Self-management education (SME)
The International Diabetes Foundation (IDF) International Standards for Diabetes Education are based on the available evidence about diabetes self-management education (DSME), diabetes self-management support (DSMS) and behaviour change. A summary of the evidence is as follows:
DSME is effective for improving clinical outcomes and quality of life – at least in the short term.
Diabetes education has evolved from primarily didactic presentations to more theoretically-based empowerment models.
There is no single best educational programme or approach. However, programmes incorporating behavioural and psychological strategies have demonstrated improved outcomes.
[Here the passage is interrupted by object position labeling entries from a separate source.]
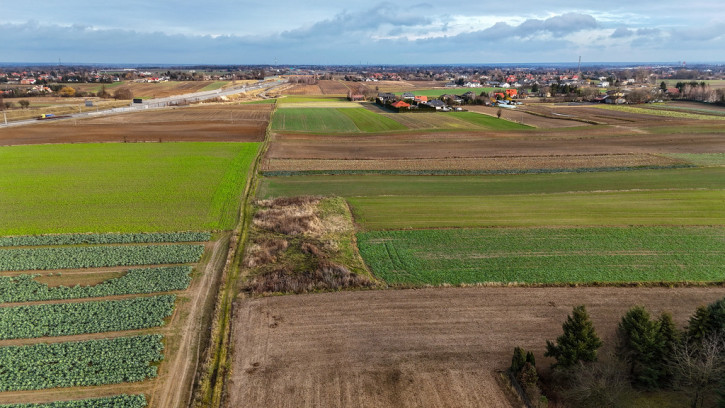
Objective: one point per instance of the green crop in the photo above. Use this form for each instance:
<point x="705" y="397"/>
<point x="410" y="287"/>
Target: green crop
<point x="23" y="288"/>
<point x="66" y="319"/>
<point x="97" y="256"/>
<point x="117" y="401"/>
<point x="546" y="255"/>
<point x="74" y="239"/>
<point x="82" y="363"/>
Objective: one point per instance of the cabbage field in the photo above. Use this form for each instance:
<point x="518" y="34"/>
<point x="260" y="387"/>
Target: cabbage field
<point x="66" y="319"/>
<point x="24" y="288"/>
<point x="18" y="259"/>
<point x="118" y="401"/>
<point x="81" y="363"/>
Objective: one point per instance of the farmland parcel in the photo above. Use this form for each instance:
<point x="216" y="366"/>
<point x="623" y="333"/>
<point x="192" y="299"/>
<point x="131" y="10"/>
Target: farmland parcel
<point x="122" y="187"/>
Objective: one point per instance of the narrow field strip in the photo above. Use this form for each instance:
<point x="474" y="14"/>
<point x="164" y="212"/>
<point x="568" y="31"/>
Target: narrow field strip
<point x="82" y="363"/>
<point x="89" y="239"/>
<point x="67" y="319"/>
<point x="546" y="255"/>
<point x="118" y="401"/>
<point x="97" y="256"/>
<point x="618" y="208"/>
<point x="25" y="287"/>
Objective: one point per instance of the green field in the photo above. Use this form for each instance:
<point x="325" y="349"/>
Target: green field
<point x="332" y="120"/>
<point x="305" y="99"/>
<point x="368" y="121"/>
<point x="312" y="120"/>
<point x="488" y="122"/>
<point x="118" y="187"/>
<point x="213" y="86"/>
<point x="450" y="91"/>
<point x="691" y="196"/>
<point x="379" y="185"/>
<point x="545" y="255"/>
<point x="670" y="207"/>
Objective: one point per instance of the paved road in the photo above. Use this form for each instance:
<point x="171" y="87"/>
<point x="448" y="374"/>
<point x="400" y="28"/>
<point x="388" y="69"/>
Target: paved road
<point x="162" y="102"/>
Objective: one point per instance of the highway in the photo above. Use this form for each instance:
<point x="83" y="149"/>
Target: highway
<point x="159" y="102"/>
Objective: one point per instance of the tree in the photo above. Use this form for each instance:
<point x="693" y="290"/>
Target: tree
<point x="123" y="93"/>
<point x="578" y="343"/>
<point x="67" y="91"/>
<point x="699" y="367"/>
<point x="640" y="346"/>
Additional studies show that age and culturally appropriate programmes improve outcomes and that group education is at least as effective as individual education.
Ongoing support is critical in order to sustain the participant’s progress resulting from DSME. People with diabetes experience a significant amount of psychological distress at the time of diagnosis and throughout their life, and these psychosocial issues affect their self-management efforts.
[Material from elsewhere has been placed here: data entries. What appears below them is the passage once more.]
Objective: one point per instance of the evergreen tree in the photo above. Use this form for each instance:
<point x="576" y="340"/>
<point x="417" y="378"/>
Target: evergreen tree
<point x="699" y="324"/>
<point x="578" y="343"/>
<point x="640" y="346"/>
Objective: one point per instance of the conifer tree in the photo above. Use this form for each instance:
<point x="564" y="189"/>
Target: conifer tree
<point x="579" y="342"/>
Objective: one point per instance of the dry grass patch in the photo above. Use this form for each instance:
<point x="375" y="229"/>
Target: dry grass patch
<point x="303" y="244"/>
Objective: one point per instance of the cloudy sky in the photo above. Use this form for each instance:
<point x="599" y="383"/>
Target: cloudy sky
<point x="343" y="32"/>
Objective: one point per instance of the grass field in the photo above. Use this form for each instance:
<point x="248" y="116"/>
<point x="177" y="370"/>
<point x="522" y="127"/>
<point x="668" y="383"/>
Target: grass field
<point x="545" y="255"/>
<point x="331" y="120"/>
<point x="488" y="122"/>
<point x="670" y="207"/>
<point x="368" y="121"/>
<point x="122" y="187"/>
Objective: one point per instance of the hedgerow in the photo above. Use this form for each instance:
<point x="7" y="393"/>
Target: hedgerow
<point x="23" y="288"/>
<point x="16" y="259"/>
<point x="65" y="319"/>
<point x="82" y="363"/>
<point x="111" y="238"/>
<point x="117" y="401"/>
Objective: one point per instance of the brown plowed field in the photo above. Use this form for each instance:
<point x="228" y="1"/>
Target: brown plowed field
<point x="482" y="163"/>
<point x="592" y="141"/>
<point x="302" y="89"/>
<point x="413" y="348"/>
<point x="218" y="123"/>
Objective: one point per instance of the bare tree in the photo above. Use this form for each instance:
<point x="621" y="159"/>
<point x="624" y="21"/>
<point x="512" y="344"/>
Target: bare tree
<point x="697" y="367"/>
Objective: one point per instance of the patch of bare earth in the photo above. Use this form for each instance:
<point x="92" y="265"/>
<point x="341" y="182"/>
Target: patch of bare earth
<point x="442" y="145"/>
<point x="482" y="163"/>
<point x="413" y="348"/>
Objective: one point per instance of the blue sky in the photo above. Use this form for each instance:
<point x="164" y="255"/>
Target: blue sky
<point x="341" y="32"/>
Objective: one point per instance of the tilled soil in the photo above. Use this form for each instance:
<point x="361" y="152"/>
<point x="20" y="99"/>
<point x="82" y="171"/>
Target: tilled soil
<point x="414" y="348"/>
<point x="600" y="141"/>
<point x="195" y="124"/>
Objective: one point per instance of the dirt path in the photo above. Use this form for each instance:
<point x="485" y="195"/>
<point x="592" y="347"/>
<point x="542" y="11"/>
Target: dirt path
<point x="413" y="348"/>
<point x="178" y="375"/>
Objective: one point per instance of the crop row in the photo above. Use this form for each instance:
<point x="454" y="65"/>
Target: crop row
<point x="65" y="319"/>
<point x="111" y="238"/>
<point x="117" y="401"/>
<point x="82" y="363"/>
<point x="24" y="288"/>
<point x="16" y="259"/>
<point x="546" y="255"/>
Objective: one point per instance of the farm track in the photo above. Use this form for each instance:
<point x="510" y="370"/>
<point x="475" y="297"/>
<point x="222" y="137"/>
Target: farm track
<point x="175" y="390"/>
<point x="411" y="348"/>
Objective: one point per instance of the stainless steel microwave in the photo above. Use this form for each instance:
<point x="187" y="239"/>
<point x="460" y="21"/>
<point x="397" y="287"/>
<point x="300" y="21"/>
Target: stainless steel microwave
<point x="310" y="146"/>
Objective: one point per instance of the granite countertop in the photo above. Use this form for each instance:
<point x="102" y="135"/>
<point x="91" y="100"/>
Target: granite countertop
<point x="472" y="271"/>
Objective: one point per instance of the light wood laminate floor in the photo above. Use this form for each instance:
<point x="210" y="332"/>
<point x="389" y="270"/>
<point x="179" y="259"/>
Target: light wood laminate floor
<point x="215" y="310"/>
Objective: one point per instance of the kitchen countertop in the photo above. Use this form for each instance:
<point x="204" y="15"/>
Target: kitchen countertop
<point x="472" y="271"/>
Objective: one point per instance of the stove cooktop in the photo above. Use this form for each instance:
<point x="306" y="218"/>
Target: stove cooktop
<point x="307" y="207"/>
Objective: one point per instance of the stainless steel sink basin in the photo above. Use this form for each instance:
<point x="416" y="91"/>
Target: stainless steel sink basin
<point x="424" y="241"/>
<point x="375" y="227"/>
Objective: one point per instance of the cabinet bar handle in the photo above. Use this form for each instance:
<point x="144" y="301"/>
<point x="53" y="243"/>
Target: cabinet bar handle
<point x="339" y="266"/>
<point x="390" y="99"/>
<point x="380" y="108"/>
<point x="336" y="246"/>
Strategies such as self-directed goal-setting and problem solving are effective for supporting behaviour change.
The full document can be found here: www.idf.org/education/resources/standards
The State of Michigan’s Health Care Providers’ Guide to Diabetes Self-Management Education (DSME) Programs in Michigan provides the following academic rationale:
Norris et al (2001) reviewed 72 randomised controlled trials of diabetes self-management training (DSMT) in type 2 diabetes and concluded that there were positive effects of self-management training on knowledge, frequency and accuracy of self-monitoring of blood glucose, self-reported dietary habits and glycaemic control in studies with follow-up timeframes of six months or less.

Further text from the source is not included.